The first condition C1: in an original image corresponding to the candidate identification switch image patch, a largest occlusion rate of a bounding box of the candidate identification switch image patch is greater than a predetermined occlusion rate threshold oTh (e.g., 0.5). The original image refers to that, in a process in which multi-target tracking processes an image sequence captured by a camera to output a tracklet, the image sequence contains an image of the candidate identification switch image patch. An occlusion rate of an image patch in the original image can be represented as: in the original image, a ratio of the area of an overlapping area between a bounding box of an overlapping image patch that overlaps with the image patch and a bounding box of the image patch to the area of the bounding box of the image patch. When a concerned image patch (bounding box) does not overlap with other image patches (other bounding boxes) in the original image, an occlusion rate of the concerned image patch is 0. When a concerned image patch (bounding box)) overlaps with a plurality of other image patches (other bounding boxes) in the original image, then since each pair of overlapping image patches has an overlapping area, there are also a plurality of occlusion rates of the concerned image patch, and a largest occlusion rate is a largest one of the plurality of occlusion rates of the concerned image patch. Note that, when a concerned image patch (bounding box) does not overlap with other image patches (other bounding boxes) in the original image, it is regarded that a largest occlusion rate of the concerned image patch is 0. Occlusion would easily lead to identification-switch, and in case of a larger occlusion rate, incorrect target matching would more easily occur, and an incorrect tracklet that has a flaw would occur; thus, this embodiment considers the first condition. For example, in a case where it is determined that the candidate identification switch image patch satisfies the first condition (that is, occlusion has occurred to the candidate identification switch image patch, and the occlusion is severer), it is determined (verified) that it is credible that identification-switch has occurred at the candidate identification switch image patch.

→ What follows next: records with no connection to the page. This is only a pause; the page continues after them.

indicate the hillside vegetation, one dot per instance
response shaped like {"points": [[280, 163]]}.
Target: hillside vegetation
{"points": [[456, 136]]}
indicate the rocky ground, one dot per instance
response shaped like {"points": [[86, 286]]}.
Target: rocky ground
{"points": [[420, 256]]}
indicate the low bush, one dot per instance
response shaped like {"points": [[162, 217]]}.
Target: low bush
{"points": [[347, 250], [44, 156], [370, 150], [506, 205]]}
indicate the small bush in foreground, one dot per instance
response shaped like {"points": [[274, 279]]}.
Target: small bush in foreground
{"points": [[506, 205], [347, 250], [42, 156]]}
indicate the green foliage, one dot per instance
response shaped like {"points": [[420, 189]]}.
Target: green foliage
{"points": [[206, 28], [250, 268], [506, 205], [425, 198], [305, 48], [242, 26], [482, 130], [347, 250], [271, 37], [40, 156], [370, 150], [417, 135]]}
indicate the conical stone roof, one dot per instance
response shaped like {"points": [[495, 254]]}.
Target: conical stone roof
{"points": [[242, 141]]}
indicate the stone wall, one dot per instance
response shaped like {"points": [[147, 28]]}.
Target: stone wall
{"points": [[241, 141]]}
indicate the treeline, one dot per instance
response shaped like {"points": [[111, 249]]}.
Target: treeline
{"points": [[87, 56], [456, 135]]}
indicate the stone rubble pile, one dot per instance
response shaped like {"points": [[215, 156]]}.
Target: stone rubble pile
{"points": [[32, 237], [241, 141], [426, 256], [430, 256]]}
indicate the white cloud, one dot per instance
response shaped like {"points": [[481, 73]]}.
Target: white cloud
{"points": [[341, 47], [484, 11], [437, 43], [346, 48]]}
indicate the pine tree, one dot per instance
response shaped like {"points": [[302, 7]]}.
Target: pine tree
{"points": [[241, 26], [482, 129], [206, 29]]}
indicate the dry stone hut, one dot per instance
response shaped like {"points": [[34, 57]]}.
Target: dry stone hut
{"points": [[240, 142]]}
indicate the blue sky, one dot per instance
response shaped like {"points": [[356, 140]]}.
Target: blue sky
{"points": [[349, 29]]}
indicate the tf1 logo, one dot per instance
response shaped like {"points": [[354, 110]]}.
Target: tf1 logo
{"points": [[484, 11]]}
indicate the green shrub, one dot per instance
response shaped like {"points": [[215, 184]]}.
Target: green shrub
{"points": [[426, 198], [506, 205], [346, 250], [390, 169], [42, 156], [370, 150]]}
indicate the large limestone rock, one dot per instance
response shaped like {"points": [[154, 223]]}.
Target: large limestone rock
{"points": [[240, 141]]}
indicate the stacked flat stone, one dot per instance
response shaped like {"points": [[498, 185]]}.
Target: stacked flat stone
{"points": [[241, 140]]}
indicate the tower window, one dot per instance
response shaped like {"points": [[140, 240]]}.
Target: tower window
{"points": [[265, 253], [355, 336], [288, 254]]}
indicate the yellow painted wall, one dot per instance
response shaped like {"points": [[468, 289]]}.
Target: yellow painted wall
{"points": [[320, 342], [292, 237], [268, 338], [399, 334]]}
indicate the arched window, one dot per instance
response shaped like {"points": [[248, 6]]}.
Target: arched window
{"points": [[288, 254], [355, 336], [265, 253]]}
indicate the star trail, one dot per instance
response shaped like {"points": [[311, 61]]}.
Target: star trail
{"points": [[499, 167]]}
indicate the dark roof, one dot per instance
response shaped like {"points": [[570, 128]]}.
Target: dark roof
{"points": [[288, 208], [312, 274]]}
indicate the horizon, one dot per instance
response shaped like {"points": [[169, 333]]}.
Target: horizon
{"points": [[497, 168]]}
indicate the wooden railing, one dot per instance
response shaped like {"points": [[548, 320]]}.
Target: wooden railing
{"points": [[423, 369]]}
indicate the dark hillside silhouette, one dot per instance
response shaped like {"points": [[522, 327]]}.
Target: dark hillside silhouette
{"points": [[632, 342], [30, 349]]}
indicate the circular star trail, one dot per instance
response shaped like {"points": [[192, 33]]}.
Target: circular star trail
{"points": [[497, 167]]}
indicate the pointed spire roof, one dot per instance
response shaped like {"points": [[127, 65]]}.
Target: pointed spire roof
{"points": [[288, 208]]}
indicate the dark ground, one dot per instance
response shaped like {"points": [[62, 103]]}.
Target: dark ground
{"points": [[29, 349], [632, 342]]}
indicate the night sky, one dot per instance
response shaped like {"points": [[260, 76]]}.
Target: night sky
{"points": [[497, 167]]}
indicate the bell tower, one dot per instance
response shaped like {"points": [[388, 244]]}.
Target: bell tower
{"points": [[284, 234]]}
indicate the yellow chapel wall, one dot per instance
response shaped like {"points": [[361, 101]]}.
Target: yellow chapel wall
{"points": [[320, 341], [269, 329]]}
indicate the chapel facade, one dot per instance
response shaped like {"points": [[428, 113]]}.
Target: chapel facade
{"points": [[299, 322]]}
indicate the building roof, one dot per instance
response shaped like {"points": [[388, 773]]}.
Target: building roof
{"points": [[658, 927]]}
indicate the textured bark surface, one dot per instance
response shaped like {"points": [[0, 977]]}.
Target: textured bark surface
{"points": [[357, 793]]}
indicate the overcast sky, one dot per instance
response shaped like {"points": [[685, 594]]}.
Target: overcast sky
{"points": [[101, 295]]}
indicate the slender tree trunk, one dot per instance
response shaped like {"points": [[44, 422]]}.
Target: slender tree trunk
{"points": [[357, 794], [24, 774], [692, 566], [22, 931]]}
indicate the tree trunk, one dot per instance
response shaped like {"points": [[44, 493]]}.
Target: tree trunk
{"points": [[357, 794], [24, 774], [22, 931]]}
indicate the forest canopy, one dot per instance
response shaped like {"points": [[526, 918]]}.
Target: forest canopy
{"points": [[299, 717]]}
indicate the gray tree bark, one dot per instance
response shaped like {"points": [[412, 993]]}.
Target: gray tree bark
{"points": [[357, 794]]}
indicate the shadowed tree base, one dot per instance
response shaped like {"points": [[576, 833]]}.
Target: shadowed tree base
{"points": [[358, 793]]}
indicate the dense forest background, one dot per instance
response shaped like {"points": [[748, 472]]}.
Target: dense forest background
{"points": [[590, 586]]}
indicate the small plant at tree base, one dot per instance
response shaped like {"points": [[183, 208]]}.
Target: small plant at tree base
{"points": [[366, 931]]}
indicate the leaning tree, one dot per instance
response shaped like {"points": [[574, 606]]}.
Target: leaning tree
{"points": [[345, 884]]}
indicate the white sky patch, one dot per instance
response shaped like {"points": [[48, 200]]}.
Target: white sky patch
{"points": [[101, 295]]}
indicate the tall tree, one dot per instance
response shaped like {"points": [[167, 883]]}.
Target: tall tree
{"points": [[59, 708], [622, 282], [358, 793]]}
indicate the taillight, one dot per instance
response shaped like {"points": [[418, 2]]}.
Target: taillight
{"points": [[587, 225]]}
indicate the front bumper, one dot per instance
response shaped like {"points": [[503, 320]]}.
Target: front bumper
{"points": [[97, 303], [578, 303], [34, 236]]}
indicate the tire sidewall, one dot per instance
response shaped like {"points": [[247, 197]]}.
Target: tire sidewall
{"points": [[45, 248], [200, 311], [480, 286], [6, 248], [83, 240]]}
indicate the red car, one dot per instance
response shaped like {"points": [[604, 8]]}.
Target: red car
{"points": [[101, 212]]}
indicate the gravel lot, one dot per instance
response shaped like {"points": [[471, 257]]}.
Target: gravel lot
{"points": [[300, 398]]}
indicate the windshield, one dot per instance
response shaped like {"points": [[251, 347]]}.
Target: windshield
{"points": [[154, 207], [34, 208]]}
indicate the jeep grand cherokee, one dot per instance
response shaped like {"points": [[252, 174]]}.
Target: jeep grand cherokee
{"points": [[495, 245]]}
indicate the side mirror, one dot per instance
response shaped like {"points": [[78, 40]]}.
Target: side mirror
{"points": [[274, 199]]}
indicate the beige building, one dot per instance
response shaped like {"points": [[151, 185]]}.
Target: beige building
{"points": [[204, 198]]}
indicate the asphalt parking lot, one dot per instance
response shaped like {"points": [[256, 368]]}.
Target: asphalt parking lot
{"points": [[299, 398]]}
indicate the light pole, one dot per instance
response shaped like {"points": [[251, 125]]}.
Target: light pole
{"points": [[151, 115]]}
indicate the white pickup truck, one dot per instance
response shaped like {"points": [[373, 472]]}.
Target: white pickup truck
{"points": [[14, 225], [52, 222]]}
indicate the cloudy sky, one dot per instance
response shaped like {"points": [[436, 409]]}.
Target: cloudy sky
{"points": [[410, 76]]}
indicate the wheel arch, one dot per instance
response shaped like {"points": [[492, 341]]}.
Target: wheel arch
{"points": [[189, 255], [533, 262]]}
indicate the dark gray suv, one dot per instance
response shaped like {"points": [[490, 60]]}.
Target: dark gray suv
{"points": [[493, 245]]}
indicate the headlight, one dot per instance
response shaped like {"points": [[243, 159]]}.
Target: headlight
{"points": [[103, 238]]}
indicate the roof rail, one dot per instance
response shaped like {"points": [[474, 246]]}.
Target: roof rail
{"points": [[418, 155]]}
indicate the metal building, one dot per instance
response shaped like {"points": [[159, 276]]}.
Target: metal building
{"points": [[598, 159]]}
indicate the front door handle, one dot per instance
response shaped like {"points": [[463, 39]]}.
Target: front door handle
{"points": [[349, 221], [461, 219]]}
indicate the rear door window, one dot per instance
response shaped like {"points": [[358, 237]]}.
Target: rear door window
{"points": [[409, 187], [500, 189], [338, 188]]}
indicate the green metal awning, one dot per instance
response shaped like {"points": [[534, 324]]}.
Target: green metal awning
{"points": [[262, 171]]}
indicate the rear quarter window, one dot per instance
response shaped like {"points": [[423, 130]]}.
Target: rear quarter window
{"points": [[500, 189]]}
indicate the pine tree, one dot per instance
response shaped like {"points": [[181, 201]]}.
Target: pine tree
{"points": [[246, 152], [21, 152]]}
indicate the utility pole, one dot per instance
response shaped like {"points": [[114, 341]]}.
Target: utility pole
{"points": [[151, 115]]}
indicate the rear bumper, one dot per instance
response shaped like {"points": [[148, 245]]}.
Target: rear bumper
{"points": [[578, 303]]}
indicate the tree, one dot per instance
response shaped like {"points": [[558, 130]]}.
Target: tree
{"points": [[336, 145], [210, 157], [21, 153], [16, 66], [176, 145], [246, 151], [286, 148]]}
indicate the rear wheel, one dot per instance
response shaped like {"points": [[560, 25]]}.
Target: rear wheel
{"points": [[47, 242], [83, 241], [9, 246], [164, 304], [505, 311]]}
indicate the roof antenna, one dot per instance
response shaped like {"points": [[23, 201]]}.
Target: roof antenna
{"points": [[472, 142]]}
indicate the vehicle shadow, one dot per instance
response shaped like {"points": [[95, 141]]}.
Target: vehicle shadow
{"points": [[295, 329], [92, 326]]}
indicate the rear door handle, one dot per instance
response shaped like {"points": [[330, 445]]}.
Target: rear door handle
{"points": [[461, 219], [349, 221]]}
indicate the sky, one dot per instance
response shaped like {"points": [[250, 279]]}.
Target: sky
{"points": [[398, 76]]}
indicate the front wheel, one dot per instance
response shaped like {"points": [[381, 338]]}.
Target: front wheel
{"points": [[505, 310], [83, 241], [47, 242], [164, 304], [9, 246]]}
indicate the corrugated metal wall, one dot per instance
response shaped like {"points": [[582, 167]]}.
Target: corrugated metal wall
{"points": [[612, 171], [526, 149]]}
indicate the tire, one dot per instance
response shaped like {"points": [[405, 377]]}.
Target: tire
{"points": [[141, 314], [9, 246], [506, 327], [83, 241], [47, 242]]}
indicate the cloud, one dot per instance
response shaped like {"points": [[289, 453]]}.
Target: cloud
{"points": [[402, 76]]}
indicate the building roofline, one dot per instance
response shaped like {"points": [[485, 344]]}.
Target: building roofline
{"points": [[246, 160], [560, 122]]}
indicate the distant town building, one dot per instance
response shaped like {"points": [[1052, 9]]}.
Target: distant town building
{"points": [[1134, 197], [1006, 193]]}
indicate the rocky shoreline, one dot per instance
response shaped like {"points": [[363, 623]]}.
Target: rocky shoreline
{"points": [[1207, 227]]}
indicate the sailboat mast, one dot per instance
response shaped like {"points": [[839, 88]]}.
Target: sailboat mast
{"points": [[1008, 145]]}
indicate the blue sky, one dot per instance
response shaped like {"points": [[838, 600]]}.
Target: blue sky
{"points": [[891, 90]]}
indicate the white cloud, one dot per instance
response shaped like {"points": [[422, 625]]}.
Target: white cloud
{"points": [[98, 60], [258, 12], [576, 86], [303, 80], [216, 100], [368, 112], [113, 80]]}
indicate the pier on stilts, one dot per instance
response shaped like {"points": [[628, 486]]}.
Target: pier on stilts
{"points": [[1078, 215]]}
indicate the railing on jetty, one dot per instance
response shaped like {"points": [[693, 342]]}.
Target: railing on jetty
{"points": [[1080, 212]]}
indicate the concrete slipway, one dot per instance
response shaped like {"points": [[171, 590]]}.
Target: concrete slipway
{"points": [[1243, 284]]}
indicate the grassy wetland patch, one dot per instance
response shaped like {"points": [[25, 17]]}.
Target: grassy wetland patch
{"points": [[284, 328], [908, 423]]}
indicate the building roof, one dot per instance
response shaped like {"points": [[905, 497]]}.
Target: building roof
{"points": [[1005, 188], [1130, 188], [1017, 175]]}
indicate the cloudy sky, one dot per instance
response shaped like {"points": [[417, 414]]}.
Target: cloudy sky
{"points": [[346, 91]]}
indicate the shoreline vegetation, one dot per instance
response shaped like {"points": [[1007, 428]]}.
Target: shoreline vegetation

The condition C2: an angle between a moving direction of a target in the candidate identification switch image patch and a moving direction of a target in a later image patch after the candidate identification switch image patch in the tracklet is greater than a predetermined angle threshold aTh. For example, in the tracklet Trk[i], a moving direction of a target in the candidate identification switch image patch Patch[j] is a first direction dir1, a moving direction of a target in a later image patch Patch[j+1] after the candidate identification switch image patch Patch[j] is a second direction dir2, and if an angle between the first direction dir1 and the second direction dir2 is very large (e.g., larger than 90 degrees, or, larger than 150 degrees), it is very possible that incorrect target matching has occurred. A moving direction of a target can be determined, for example, according to a central location (in image coordinate system) of a bounding box (current bounding box) of the image patch and a central location of a previous bounding box. For example, in a case where it is determined that the candidate identification switch image patch satisfies the second condition (that is, a moving direction of a target in the image patch has been greatly changed), it is determined (verified) that it is credible that identification-switch has occurred at the candidate identification switch image patch.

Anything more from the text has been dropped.